In doing my part, I wrote a poem to you and I and any man who feels they have even the smallest of right to lay their hands upon our beautiful sisters.

Looking in the mirror

Yay though I walk through the valley of the shadow of death, ke phala malapalama dikokotlo – black and proud… and I had the gall to call myself a man.

I called myself a man as I squeezed my hands tightly around her fragile throat and watched the tears escape her swollen eyes as she clung to life desperately for the sake of her child and because her love would not let me become a murderer… still I had the gall to call myself a man.- yay though I walk through the valley of the shadow of death- ke phala – sebhethe sa puleng… ke motlotlo.

I screamed at me… at myself, at my being “oirang tlhe nkgonne…How dare you?”

But it did not translate. I did not stop. She was a woman. She asked for it. She needed to be taught a lesson and class was in. This I told myself as the sense of my actions eluded me.

Yet still I had the gall to call myself a man.
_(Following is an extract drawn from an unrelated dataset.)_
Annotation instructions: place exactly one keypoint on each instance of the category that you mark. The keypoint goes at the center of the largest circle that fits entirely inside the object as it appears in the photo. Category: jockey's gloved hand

Yay though I walk through the valley of the shadow of death… I fear no evil. Nay… I fear what I have become.

Not translating still, I screamed at myself “this is not who we are and that queen…that queen…” I would not let the words through. I clung to my stupidity. I fostered a narrative where I was the hero of a tale and she the villain deserving of retribution… deserving of my boundless wrath!

The gall to call myself a man. Yay though I walk through the valley of the shadow of death. Ke phala. Phala e tona and today…. today I’m looking in the mirror… there’s no man there.